The presence of islet autoantibodies increases the risk of developing type 1 diabetes [33]. However, the predictive role of islet autoantibodies at diagnosis for the clinical course of the disease remains elusive. Here, we did not find a correlation between autoantibody prevalence at diagnosis and beta cell-specific T cell proliferation later in life. If anything, autoantibody positivity at diagnosis was slightly more common in T cell non-responders, though this was not significant. Having varying time periods between autoantibody measurements and T cell analyses, we were unable to address the relationship between simultaneously existing autoantibody and T cell responses. However, an inverse correlation between humoral and cellular islet autoimmunity has been described before [34, 35].

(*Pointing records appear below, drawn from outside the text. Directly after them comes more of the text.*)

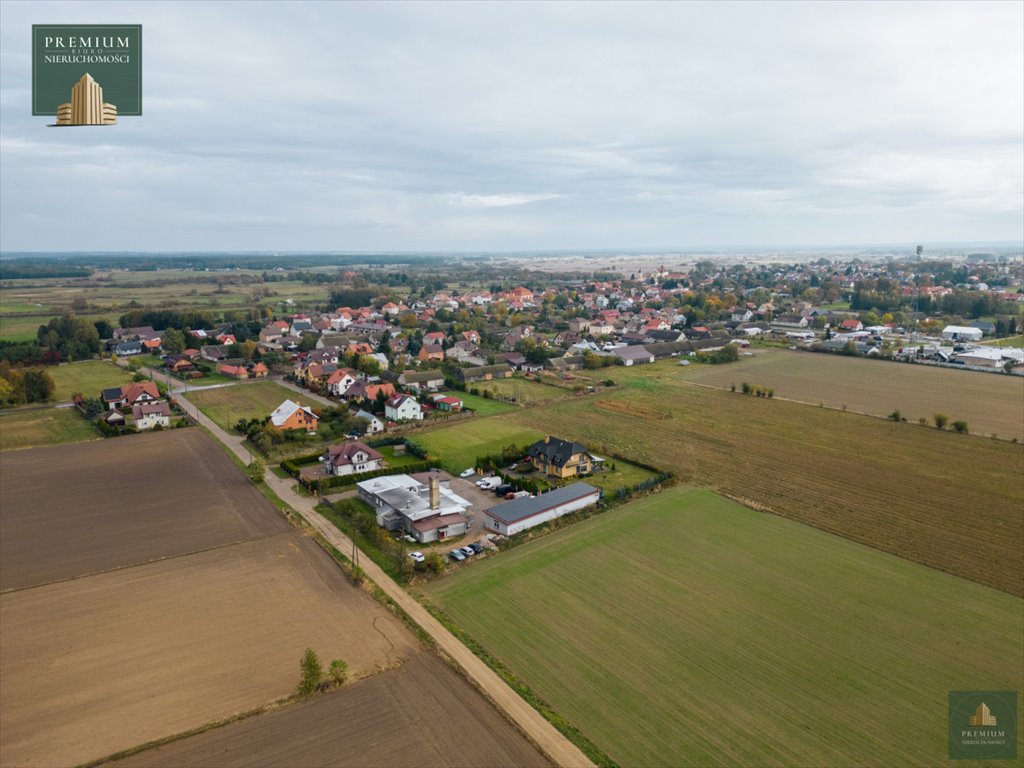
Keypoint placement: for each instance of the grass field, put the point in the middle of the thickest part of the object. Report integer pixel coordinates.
(686, 630)
(1010, 341)
(990, 403)
(459, 444)
(483, 406)
(226, 404)
(88, 377)
(524, 391)
(949, 501)
(49, 426)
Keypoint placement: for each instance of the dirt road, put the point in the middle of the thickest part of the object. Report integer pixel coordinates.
(558, 749)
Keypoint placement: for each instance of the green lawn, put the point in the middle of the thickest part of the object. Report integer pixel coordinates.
(483, 406)
(51, 426)
(88, 377)
(1010, 341)
(457, 446)
(523, 391)
(683, 629)
(226, 404)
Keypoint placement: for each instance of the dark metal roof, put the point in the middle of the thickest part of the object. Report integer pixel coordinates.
(519, 509)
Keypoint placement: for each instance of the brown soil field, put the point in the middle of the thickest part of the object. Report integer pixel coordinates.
(990, 403)
(94, 666)
(68, 511)
(158, 592)
(449, 725)
(949, 501)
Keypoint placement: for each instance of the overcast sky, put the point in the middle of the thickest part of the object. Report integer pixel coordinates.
(489, 126)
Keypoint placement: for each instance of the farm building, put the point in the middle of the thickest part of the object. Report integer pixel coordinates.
(350, 459)
(560, 458)
(291, 415)
(429, 512)
(633, 355)
(962, 333)
(519, 514)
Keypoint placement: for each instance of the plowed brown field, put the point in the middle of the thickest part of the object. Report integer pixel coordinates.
(98, 664)
(72, 510)
(448, 725)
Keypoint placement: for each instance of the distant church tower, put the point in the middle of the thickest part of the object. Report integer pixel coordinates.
(86, 107)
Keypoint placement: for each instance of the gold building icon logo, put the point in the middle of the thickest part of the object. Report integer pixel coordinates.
(982, 716)
(86, 105)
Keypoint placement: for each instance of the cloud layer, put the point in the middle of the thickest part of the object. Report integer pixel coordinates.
(436, 126)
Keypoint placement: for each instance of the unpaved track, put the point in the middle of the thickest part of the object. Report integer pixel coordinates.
(421, 714)
(558, 749)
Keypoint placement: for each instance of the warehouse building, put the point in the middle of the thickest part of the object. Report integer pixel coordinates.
(519, 514)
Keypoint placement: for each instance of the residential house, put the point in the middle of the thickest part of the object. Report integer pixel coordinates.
(559, 458)
(128, 348)
(235, 372)
(420, 381)
(341, 380)
(132, 394)
(448, 402)
(350, 459)
(213, 352)
(483, 373)
(364, 390)
(402, 408)
(150, 415)
(374, 425)
(430, 352)
(291, 415)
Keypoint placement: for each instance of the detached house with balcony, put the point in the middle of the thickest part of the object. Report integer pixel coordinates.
(561, 459)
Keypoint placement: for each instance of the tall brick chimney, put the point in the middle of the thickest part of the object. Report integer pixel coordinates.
(435, 492)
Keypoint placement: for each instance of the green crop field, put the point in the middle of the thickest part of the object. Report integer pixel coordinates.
(458, 445)
(949, 501)
(88, 377)
(483, 406)
(226, 404)
(1010, 341)
(684, 629)
(990, 403)
(50, 426)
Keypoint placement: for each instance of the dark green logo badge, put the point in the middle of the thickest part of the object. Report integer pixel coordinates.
(87, 74)
(983, 725)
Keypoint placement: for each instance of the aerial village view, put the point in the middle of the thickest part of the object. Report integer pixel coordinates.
(496, 483)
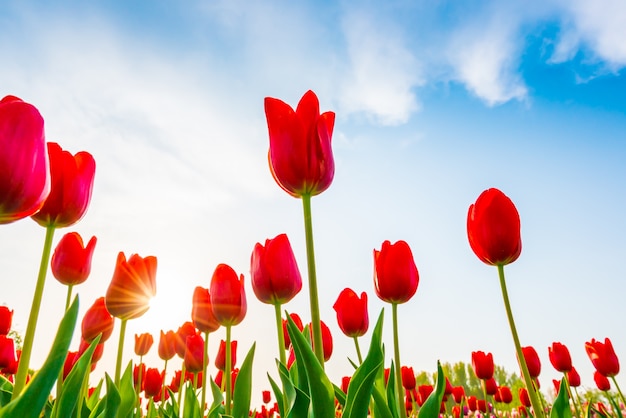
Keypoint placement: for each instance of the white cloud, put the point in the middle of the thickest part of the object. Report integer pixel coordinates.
(382, 71)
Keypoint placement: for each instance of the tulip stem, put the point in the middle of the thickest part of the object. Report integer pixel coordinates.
(358, 349)
(396, 353)
(227, 372)
(281, 335)
(27, 347)
(621, 395)
(205, 364)
(120, 349)
(318, 346)
(532, 393)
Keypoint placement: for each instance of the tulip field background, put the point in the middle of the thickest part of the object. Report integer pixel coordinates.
(434, 104)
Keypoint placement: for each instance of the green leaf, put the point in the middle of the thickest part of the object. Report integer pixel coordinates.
(192, 407)
(432, 405)
(243, 387)
(32, 400)
(560, 407)
(320, 388)
(128, 397)
(362, 382)
(71, 391)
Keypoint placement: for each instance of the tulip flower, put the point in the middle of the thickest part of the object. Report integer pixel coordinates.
(220, 358)
(483, 365)
(194, 354)
(97, 320)
(24, 163)
(603, 357)
(153, 382)
(408, 378)
(143, 343)
(532, 361)
(202, 311)
(129, 293)
(6, 320)
(72, 183)
(493, 228)
(300, 155)
(560, 357)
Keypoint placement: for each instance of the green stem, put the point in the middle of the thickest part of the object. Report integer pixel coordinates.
(532, 394)
(318, 346)
(205, 364)
(281, 335)
(227, 372)
(621, 395)
(27, 347)
(396, 353)
(358, 349)
(120, 350)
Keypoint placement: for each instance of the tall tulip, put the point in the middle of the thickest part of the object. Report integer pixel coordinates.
(24, 163)
(275, 278)
(6, 319)
(129, 293)
(395, 281)
(70, 193)
(228, 299)
(352, 316)
(97, 320)
(493, 231)
(301, 161)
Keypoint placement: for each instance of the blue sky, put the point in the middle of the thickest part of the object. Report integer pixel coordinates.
(435, 102)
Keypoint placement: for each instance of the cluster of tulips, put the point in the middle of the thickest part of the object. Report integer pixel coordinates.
(40, 180)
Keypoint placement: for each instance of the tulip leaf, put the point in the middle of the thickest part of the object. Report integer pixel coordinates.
(320, 388)
(32, 400)
(432, 404)
(217, 408)
(362, 382)
(73, 384)
(243, 387)
(128, 397)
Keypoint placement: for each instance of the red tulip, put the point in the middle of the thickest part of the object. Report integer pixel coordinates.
(327, 340)
(153, 383)
(524, 398)
(352, 313)
(71, 261)
(532, 361)
(560, 357)
(184, 331)
(573, 378)
(7, 351)
(408, 377)
(24, 163)
(602, 382)
(72, 182)
(228, 297)
(396, 277)
(482, 364)
(603, 357)
(296, 319)
(493, 228)
(6, 319)
(220, 359)
(274, 271)
(202, 311)
(143, 343)
(300, 155)
(97, 320)
(167, 345)
(194, 354)
(132, 286)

An additional potential confounding limitation of our cross-sectional study design (in contrast to longitudinal measures) is that we cannot make any predictions about disease progression with regard to the immunological and genetic profiles observed, nor can we distinguish between age at onset and disease duration. It would be crucial to determine stability or changes in islet-autoimmune signatures over time, such as whether immune signatures of given participants are stable or transient. Additionally, the individuals included in our study were at different stages of disease. Longitudinal studies of individuals with new-onset type 1 diabetes, with multiple follow-up periods to test both autoimmunity and beta cell function are required to determine immunological and genetic heterogeneity at the time of disease onset and their relationship with disease progression. Furthermore, even though relatively large in size, our cohort of 80 individuals was not sufficient to fully encompass the immunological heterogeneity of type 1 diabetes. Validation in new cohorts and larger numbers of participants in heterogeneity studies will allow for even more robust multivariate statistical analyses to reveal interactions between variables and their contribution in creating meaningful patient signatures.

With this study, we attempted to capture type 1 diabetes heterogeneity at different ages and disease duration, prompting further research and definition of disease endotypes. Type 1 diabetes is a complex, multifactorial disease and, with each additional risk factor and measure for analysing individuals with this disease taken into account, additional heterogeneity will likely be found. Improving patient stratification is pivotal for gaining a better understanding of disease heterogeneity, identification of different disease mechanisms and, ultimately, for the assignment of personalised disease management.